Santorum Asked Whether Anti-Gay Record Makes Him Electable
SALEM, N.H. - Former Pennsylvania Sen. Rick Santorum once again faced a question about his opposition to marriage for same-sex couples and other gay rights issues and whether it makes him an electable presidential candidate during a town hall meeting on Jan. 9.
"Everyone on the stage yesterday and the day before has pretty much the exact same issue on those issues," he said to an overflow crowd at the Derry-Salem Elks Club, referring to the two previous Republican presidential debates in Manchester and Concord. "President Obama says he has the same position I have on gay marriage. The only difference between myself and any of them is when somebody asks me a question, I answer it."
Santorum has repeatedly faced questions from New Hampshire voters on his opposition to marriage equality and other LGBT issues since he nearly defeated former Massachusetts Gov. Mitt Romney in the Iowa caucuses nearly a week ago. A group of college students heckled Santorum on the issue at New England College in Henniker last Thursday, while a man asked him about the same topic at another town hall in Nashua the following day.
New Hampshire lawmakers are slated to debate a bill later this month that would repeal the state's marriage equality law.
Romney and Texas Gov. Rick Perry have both applauded the measure on the campaign trail, while House Speaker Newt Gingrich and other candidates have either avoided the issue or said it's one that individual states should decide.

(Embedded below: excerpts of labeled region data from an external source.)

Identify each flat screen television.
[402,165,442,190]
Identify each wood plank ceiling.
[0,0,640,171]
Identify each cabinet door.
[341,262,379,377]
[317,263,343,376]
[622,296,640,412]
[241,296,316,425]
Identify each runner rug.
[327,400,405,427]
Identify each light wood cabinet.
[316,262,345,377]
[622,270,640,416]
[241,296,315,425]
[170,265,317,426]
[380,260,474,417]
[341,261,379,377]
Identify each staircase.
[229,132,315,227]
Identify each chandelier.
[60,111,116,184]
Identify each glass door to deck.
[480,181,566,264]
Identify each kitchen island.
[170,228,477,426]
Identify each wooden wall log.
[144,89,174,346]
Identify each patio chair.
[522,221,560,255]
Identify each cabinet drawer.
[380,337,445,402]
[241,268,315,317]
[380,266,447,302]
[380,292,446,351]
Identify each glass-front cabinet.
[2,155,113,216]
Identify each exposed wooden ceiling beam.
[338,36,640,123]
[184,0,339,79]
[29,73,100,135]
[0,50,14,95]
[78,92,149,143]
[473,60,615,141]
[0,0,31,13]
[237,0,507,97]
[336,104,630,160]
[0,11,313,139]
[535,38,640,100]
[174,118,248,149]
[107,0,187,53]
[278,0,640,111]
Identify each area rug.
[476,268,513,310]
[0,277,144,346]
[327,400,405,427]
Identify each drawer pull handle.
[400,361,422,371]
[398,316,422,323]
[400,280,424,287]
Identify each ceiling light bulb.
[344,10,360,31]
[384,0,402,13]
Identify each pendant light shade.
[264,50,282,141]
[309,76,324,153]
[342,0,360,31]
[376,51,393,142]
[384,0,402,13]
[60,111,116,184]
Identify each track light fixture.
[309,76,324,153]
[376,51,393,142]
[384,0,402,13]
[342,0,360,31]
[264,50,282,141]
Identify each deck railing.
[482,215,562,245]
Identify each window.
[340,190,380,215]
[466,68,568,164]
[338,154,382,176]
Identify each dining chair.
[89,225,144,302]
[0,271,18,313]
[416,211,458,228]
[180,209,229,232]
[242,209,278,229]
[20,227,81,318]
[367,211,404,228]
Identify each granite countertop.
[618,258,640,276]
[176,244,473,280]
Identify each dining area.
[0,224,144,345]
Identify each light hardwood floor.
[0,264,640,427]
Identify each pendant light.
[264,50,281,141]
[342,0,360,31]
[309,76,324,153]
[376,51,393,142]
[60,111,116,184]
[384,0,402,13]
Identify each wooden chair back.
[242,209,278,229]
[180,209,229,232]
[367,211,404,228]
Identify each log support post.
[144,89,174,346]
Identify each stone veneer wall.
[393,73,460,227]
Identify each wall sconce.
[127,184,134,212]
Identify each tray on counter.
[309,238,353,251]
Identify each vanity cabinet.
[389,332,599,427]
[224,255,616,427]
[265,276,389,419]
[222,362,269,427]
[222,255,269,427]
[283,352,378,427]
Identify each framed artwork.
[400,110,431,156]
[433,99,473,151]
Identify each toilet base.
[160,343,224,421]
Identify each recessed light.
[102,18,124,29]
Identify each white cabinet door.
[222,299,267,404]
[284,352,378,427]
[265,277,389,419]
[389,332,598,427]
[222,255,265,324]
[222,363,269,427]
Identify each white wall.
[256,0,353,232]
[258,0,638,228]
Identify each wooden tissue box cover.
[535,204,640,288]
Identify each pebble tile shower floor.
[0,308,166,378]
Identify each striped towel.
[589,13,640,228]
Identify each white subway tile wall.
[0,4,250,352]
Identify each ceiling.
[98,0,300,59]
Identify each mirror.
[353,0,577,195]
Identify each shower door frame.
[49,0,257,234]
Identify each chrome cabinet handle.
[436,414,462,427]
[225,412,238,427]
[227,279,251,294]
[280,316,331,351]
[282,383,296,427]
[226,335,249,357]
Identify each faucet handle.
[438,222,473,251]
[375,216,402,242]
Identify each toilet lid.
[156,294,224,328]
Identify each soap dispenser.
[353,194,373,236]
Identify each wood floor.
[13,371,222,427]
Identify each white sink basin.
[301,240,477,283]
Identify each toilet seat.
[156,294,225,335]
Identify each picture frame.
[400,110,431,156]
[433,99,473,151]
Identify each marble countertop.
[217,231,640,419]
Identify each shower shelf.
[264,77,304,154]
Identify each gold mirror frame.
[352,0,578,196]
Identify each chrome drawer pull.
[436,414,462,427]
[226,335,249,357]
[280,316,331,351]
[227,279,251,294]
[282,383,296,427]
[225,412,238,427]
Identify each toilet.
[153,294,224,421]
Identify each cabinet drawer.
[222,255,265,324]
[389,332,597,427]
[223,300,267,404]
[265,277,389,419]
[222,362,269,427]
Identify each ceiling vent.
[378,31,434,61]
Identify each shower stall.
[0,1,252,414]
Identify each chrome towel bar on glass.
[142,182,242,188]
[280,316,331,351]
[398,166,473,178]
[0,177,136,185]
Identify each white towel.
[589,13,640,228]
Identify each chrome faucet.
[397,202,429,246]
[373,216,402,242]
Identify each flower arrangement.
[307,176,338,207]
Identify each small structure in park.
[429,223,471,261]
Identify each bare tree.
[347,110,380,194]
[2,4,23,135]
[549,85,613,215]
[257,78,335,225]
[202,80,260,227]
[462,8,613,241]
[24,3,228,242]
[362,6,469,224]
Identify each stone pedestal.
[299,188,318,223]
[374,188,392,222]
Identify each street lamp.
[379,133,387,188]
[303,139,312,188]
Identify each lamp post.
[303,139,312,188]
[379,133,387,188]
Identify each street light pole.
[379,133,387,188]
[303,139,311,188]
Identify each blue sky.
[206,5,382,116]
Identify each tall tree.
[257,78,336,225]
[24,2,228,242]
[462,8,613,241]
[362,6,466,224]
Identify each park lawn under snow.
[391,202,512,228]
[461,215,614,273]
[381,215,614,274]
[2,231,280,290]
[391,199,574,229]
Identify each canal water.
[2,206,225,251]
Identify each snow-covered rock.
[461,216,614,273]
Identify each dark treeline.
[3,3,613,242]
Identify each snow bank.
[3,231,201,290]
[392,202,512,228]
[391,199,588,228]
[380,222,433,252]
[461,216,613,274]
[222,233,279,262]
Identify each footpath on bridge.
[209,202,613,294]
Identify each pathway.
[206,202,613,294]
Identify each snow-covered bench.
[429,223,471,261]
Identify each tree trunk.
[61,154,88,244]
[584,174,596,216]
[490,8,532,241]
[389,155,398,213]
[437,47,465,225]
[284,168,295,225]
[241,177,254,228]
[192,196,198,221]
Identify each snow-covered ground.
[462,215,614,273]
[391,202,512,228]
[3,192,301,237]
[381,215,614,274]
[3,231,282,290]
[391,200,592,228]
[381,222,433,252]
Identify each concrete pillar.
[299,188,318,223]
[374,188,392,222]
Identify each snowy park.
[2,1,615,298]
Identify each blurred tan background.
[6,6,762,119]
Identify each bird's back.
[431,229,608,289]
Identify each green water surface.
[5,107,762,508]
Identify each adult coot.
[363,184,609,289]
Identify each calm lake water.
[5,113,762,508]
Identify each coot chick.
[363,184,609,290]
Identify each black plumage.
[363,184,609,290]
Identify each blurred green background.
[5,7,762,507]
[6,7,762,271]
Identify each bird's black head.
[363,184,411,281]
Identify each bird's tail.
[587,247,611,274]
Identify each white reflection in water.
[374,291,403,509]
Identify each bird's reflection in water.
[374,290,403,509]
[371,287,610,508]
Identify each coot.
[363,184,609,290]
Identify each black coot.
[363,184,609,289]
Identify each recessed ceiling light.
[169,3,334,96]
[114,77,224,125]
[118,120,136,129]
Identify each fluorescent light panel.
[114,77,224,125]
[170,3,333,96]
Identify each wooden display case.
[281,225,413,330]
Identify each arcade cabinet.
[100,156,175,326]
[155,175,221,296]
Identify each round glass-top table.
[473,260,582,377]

Santorum told EDGE following the Republican presidential debate in Manchester on Jan. 6 that "obviously folks disagree" with his position on the issue. Both he and Romney stated their opposition to marriage equality during a second debate in Concord on Jan. 7.
"I always find it interesting when people say that's an extreme position," said Santorum. "Marriage between a man and a woman is now an extreme position? I don't think so."
He elaborated further.
"Marriage is important for children to have strong families and as the foundation of our community," said Santorum. "It's essential for the economy. If we don't have strong families, you can't really have a strong economy over the long-term."